An Ap decision to reduce private healthcare services in order to strengthen the public healthcare system is criticised by the head of the Norwegian Nurses Association. Proving that not everyone in the trade union movement moves in step.
Not everyone in the trade union movement is equally satisfied with the many resolutions that were hammered out at the Labor party’s national meeting this weekend.
The harmony that obviously prevailed among the majority of meeting participants does not seem to extend very far beyond the party’s inner circles.
Criticism is now coming from the Norwegian Nurses’ Association, as the association’s leader has objections to the decision against private healthcare services.

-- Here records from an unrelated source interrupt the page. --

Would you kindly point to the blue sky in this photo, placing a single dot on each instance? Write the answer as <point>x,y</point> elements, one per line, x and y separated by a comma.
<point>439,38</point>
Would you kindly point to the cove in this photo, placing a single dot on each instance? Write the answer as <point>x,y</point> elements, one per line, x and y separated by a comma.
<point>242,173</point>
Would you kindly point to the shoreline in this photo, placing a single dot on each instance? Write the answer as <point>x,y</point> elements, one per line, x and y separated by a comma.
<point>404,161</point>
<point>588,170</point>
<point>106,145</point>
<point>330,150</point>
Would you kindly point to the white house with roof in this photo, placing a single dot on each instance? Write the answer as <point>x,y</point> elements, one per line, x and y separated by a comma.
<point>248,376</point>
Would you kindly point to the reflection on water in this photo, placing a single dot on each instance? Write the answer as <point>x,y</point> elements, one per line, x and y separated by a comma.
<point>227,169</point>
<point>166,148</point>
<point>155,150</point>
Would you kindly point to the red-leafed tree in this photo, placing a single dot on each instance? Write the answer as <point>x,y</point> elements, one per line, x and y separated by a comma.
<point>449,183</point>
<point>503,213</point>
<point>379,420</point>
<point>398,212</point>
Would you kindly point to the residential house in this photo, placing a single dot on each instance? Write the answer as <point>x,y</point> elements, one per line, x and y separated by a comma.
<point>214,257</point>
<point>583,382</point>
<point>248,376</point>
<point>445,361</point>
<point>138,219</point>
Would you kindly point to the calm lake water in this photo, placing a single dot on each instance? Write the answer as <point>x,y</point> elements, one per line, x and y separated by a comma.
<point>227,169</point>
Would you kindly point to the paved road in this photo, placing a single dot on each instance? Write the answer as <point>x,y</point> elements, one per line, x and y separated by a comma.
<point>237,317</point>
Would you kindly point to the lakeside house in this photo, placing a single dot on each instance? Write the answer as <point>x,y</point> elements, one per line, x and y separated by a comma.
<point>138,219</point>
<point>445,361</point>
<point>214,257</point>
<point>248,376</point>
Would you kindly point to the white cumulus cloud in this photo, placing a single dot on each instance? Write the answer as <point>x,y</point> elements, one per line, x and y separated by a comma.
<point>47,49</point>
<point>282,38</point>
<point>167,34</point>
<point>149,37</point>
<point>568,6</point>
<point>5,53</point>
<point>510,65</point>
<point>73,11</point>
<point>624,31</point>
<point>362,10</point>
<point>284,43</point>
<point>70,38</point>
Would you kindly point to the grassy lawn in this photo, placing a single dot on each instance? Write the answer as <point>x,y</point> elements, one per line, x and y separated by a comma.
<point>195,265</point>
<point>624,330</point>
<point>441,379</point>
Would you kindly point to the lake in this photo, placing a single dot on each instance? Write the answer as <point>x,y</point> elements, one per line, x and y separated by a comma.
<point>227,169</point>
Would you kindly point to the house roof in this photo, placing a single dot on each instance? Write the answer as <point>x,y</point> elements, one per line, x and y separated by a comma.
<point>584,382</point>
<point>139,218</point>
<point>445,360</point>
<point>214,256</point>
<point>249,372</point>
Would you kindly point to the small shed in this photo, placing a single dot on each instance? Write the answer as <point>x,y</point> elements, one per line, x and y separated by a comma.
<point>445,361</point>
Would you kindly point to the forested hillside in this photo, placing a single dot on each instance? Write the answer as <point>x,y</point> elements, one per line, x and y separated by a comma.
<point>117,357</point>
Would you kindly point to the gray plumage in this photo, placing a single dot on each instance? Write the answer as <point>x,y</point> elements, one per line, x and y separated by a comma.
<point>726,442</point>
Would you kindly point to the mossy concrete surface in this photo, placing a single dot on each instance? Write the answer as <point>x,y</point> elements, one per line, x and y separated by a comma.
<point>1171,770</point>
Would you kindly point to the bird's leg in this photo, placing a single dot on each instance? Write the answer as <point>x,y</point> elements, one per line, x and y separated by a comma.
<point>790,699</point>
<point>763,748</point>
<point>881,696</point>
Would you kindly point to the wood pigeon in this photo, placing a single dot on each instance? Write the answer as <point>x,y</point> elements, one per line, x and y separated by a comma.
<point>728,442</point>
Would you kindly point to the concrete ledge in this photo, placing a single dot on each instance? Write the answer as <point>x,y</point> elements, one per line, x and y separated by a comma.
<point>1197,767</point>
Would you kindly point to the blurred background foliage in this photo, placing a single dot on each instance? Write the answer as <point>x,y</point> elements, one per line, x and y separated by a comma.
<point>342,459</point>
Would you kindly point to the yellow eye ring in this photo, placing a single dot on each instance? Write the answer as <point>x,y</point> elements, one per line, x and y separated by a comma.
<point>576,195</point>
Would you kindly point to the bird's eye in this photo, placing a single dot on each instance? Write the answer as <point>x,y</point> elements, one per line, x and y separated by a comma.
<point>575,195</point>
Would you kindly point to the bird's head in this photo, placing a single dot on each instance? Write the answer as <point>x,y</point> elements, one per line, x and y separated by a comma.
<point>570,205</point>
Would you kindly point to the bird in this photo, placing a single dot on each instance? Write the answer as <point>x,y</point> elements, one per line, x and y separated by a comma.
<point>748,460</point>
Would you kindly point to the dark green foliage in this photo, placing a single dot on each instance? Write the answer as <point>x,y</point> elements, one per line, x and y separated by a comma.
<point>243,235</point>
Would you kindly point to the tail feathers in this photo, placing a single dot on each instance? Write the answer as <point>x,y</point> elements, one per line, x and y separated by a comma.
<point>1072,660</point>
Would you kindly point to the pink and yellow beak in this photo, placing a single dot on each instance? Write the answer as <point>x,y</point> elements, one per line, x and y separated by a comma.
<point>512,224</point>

NTB reports on the case, and quotes NRK.
The challenges with staffing in the health sector can and should be solved in other ways than giving veto rights against establishing private businesses, says Lill Sverresdatter Larsen to NRK.
The Labor Party’s national meeting advocated new rules to regulate private actors more strictly. The party will “put in place an approval scheme for the establishment of privately funded health services when such establishments impair necessary access to health personnel in the public health service”, it says.
In practice, it will make it significantly more difficult to establish and run various private health services in this country. These are offers that many Norwegians today benefit from, not just the so-called rich, to whom the Labor Party has long aimed most of its patronage.
The purpose of the Ap decision shall be to ensure that the public hospitals have access to enough nurses, doctors and other health personnel.
The head of the Norwegian Nurses’ Association points out that according to Statistics Norway, 17,000 nurses work completely outside the health service. It is their jobs that Labor is now undermining.
That is the biggest problem, she believes.
The head of the Norwegian Nurses Association says she knows that private players offer salaries, working time arrangements and other benefits that are perceived to be more attractive than that offered in the public sector.
The answer is to offer sufficient wages in the public sector, believes the head of the nurses’ association.
But not many people believe that such public wage increases will be automatic.
In addition, some will argue that increased wages will not be enough, other factors are equally important explanations for why a large number of health personnel prefer to work elsewhere than in the public sector.